Happy Sweater Day from Matilda, Gertude, and a random neighbor kid!

I highly recommend that you celebrate today by wearing your favorite sweater, remembering the lessons in kindness, joy, courage, and curiosity that Mr. Rogers taught you and your kids, and listening to "The Way That I Am" by Ingrid Michaelson:

Wednesday, March 19, 2008

Potential Break-Up Blog

I don't ever seem to have time for you. And you're lonely. You feel like the last priority on my list. I get that. I know you're reading other blogs, and I don't blame you. I want you to be happy. I guess the kindest thing to do would be to walk away. But I keep telling myself this is just a temporary thing. Things will calm down and the job will stop being crazy so maybe we can both go back to the way it was. This blog can be good again! I still believe I can make you want to read me. But I know that's just a fantasy. Deep down I know you can't make someone read you. It's not you, it's me. I just can't let go.

This post started out funny, but I think I creeped myself out a little. Now I don't want to look in the mirror because I'm probably watching me.

Sunday, February 24, 2008

The weasels are free! (watch your feet)

Since April of last year, the Adopt a Weasel event has generated a respectable number of donations for the MS Foundation from both pattern sales and weasels. If you are among those nice people who contributed, THANK YOU! I really, really do appreciate your generosity.

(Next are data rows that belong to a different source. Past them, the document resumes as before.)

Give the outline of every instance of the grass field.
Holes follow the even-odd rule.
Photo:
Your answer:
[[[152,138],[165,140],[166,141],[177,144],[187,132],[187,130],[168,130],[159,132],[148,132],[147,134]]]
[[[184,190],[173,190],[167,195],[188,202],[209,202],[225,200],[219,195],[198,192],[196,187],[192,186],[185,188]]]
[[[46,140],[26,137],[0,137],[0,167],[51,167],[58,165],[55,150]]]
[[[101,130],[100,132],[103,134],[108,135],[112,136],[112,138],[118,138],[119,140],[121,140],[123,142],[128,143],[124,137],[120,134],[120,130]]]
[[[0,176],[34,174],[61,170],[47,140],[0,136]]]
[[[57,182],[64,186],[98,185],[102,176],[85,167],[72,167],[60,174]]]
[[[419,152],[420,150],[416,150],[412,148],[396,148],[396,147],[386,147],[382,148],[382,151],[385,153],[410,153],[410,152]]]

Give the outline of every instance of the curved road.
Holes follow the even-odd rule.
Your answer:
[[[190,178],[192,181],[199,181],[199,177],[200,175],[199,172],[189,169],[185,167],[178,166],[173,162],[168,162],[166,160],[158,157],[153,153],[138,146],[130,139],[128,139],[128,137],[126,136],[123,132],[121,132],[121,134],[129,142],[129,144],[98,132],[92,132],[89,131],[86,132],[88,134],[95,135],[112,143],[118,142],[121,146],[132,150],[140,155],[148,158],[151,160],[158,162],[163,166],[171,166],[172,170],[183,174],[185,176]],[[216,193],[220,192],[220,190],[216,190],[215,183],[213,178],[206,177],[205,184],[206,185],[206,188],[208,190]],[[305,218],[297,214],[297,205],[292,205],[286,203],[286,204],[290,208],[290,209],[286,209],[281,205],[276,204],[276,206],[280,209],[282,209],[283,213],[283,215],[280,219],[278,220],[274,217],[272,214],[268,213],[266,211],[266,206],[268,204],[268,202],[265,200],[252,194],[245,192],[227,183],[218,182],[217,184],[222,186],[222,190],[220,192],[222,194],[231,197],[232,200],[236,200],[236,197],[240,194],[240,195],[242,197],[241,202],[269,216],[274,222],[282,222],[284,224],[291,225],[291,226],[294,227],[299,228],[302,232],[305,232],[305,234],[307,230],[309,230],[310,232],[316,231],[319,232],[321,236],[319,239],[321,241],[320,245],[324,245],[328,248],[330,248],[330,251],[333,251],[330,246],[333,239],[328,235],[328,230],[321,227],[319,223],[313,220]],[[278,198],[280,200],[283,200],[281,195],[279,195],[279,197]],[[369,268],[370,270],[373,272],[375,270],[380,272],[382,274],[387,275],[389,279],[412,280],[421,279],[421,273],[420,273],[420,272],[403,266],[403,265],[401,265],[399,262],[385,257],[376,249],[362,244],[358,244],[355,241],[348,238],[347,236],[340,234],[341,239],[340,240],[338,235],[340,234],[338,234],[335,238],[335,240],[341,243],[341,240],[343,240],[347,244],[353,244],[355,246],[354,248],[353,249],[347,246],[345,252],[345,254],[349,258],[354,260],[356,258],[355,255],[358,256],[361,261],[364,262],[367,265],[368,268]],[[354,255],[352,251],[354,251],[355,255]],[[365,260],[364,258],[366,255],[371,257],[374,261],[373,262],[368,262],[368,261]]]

Now I feel like it's time to set the weasels free.

If you look over to the right under the Free Patterns section, you'll see a link to the PDF for the baby weasel pattern and his larger cousin, the beanie weasel. Both are available through the cool, new Ravelry pattern store, which I hope you can access even if you're not in Ravelry yet. (If you're not, and you can't, just drop me a note in the comments and I'll gladly send you the patterns you need.)

P.S. Update on the TMJ issue... I have dislocated cartilage in one of my jaw joints. So no surgery needed (yay!) but if I ever want to chew food again I need to splint it with a mouthguard that is inexplicably not covered by insurance. Thanks for hanging with me through the drama, and now I promise to stop talking about it. Let's all knit weasels instead!

Thursday, February 14, 2008

Sorry, but this is the truth.

Every Valentine's day I'm reminded of how lucky I am.

I'm just ridiculously in love with my husband. That's all.

Plus, tonight we're taking the kids out for heart-shaped pizza at our favorite pizza place. Because our kids are awesome little people and we kind of love them a lot, too.